The Agentic Loop: 24 AI Tools in a Single Chat

A chatbot answers questions. An agent takes actions. Deblo is an agent.

When a student sends "Aide-moi a preparer mon devoir de maths sur les fractions," the AI does not just generate text. It might generate an interactive quiz to test understanding, award bonus credits for correct answers, track exercise results for the student's progress dashboard, and generate a PDF summary of the lesson. When a professional accountant says "Genere-moi le bilan SYSCOHADA pour cette entreprise et envoie-le par e-mail," the AI searches the web for current SYSCOHADA standards, generates an Excel spreadsheet with proper accounting entries, converts it to PDF, and sends both files via email -- all in a single conversation turn.

This is the agentic loop. The LLM thinks, decides which tools to call, executes them, reads the results, thinks again, and repeats -- up to 10 iterations per user message. It is the most complex subsystem in Deblo, and the one that makes the platform fundamentally different from a chat wrapper around an API.

The Loop

The core streaming function in llm.py implements the agentic loop as a simple for loop with a hard ceiling:

pythonasync def stream_chat_response(
    messages: list[dict],
    model: str,
    tools: list[dict] | None = None,
    tool_executor: ToolExecutor | None = None,
    total_timeout: int | None = None,
    # ... other params
) -> AsyncGenerator[dict | str, None]:

    MAX_TOOL_ITERATIONS = 10
    TOOL_TIMEOUT_SECONDS = 60
    overall_start = time.monotonic()

    full_messages = list(messages)

    for iteration in range(MAX_TOOL_ITERATIONS):
        # Global timeout check
        if time.monotonic() - overall_start > TOTAL_TIMEOUT_SECONDS:
            yield "\n\nTemps d'execution maximal atteint.\n"
            break

        # Build request for OpenRouter
        current_request = {
            "model": model,
            "messages": full_messages,
            "stream": True,
        }
        if tools and iteration < MAX_TOOL_ITERATIONS - 1:
            current_request["tools"] = tools
        elif iteration >= MAX_TOOL_ITERATIONS - 1:
            current_request["tool_choice"] = "none"  # Force text on last iteration

        # Stream LLM response, accumulate content and tool calls
        collected_content = ""
        tool_calls_acc: dict[int, dict] = {}

        async for data in _raw_stream(current_request):
            # ... yield content tokens, accumulate tool call fragments

        # No tool calls?
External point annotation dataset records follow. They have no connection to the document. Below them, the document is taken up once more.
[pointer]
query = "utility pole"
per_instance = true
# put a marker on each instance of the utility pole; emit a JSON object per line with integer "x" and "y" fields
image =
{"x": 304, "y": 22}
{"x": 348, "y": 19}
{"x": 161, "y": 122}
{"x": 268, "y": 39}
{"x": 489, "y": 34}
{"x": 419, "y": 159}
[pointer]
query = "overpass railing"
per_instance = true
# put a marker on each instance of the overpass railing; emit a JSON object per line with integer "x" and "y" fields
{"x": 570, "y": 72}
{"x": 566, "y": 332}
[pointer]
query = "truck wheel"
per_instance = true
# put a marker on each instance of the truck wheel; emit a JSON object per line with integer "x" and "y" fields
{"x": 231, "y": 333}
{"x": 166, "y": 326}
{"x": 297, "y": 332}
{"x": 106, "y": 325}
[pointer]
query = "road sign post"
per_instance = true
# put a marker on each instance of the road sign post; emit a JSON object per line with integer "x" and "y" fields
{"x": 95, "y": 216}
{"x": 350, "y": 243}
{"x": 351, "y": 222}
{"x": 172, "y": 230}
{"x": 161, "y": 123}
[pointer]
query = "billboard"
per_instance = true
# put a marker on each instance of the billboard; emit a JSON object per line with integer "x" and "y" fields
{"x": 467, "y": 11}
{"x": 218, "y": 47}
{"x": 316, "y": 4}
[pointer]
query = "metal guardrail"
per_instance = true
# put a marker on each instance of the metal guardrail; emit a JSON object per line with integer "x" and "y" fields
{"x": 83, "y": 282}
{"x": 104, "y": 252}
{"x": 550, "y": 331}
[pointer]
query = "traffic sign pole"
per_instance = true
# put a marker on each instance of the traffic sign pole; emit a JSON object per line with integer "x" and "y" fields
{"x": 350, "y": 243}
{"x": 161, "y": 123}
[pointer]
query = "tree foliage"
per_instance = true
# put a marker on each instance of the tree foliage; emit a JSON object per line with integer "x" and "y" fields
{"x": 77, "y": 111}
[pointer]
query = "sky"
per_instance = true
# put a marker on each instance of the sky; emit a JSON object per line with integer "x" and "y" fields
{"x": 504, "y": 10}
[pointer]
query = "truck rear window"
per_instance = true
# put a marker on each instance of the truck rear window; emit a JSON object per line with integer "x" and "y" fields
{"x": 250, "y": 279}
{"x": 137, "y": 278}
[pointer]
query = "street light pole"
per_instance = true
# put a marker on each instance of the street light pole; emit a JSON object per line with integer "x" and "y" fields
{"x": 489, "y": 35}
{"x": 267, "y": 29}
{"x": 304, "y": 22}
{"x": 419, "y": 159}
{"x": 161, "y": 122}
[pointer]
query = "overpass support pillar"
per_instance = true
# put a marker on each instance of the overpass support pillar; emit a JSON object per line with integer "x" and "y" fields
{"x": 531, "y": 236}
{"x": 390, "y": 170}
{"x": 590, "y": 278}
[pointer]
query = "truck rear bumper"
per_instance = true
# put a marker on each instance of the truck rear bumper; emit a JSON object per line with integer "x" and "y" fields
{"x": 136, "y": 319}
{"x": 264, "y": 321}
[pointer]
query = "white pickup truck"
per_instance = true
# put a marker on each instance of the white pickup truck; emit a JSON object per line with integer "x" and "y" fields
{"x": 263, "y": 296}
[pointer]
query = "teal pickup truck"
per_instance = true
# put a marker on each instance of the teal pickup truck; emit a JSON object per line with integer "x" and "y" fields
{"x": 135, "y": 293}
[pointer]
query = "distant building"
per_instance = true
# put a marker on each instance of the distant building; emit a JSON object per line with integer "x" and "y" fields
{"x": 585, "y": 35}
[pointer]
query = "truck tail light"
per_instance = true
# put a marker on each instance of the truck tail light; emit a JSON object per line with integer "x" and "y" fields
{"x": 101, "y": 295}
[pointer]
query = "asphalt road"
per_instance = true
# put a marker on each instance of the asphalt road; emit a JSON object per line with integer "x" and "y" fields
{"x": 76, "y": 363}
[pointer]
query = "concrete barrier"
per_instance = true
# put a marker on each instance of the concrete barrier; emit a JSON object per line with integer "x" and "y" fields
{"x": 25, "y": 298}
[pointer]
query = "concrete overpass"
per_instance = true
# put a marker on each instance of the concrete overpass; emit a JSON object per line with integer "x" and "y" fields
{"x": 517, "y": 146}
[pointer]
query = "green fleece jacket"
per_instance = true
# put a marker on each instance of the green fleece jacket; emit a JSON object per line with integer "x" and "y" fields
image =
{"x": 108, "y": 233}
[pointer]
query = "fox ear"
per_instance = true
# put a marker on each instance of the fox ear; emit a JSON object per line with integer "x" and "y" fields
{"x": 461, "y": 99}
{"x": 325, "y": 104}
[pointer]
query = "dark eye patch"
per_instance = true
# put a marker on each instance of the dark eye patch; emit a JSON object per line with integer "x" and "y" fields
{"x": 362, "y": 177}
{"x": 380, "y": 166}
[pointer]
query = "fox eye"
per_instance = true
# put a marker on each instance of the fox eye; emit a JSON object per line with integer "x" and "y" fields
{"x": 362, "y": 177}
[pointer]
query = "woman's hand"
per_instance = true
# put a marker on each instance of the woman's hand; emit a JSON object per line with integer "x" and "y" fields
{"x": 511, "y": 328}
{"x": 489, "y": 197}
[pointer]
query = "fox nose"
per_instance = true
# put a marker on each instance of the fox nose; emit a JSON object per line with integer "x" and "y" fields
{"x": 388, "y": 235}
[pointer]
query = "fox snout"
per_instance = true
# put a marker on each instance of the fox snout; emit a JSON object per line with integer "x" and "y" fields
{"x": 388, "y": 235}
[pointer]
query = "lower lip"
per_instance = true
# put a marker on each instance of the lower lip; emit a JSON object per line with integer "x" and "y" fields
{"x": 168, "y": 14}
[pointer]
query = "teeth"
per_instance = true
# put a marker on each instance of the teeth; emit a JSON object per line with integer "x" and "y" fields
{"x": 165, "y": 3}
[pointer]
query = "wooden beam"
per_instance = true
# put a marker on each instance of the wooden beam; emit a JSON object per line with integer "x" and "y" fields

We are done.
        if not tool_calls_acc or not tool_executor:
            break

        # Execute each tool, append results, loop back to LLM
        for tc in tool_calls_list:
            result = await asyncio.wait_for(
                tool_executor(func_name, func_args, tool_call_id),
                timeout=TOOL_TIMEOUT_SECONDS,
            )
            # Truncate verbose results to prevent context overflow
            result = _truncate_tool_result(func_name, result)
            # Append tool result to message history
            full_messages.append({
                "role": "tool",
                "tool_call_id": tool_call_id,
                "content": json.dumps(result),
            })

The key design decisions embedded in this loop:

Hard ceiling of 10 iterations. On the 10th iteration, we set tool_choice: "none" to force the LLM to produce a text response instead of calling more tools. Without this, a confused model could loop indefinitely.

Per-tool timeout of 60 seconds. Each tool execution is wrapped in asyncio.wait_for. If a web search hangs, we do not block the entire stream.

Global timeout of 180 seconds for direct streaming (or up to 1,800 seconds for background jobs). The global timeout catches cases where the LLM produces many fast iterations that individually pass the per-tool check.

Result truncation. After each tool returns, we truncate its result before appending it to the message history. This is critical. A web search might return 50KB of page content. A file read might return an entire document. Without truncation, the context window fills up after 2-3 iterations and the LLM starts hallucinating or producing garbage.

The 24 Tools

The tools are organized by category. Each tool is defined as an OpenRouter-compatible JSON schema -- a type: "function" object with a name, description, and parameters schema. The LLM sees these schemas and decides when to call each tool.

File Generation (6 tools): - generate_xlsx -- Excel spreadsheets (accounting entries, budgets, balance sheets) - generate_pdf -- PDF documents (reports, memorandums, audit notes) - generate_pptx -- PowerPoint presentations (training decks, pitches) - generate_docx -- Word documents (contracts, letters, formal correspondence) - generate_html -- Rich HTML documents (newsletters, formatted content) - generate_md -- Markdown documents (notes, checklists, structured text)

Communication (4 tools): - send_email_to_user -- Send email to the current user (HTML, with attachments) - draft_email -- Create an editable email draft the user can review and send to anyone - send_sms_to_user -- SMS to the current user (urgent reminders) - send_whatsapp_to_user -- WhatsApp message to the current user (documents, recaps)

File and Memory (4 tools): - list_user_files -- Browse the user's uploaded and generated files - read_user_file -- Read a specific file's content by ID - search_user_files -- Semantic search across user's file library - save_memory -- Persist a fact about the user for future conversations

Code Execution (1 tool): - bash_execute -- Run shell commands in a sandboxed subprocess (30-second timeout, 4KB output cap)

Web Access (2 tools): - web_search -- Search the web via Tavily (capped at 5 results, 1.5KB each) - browse_url -- Fetch and parse a URL via Jina Reader (capped at 8KB)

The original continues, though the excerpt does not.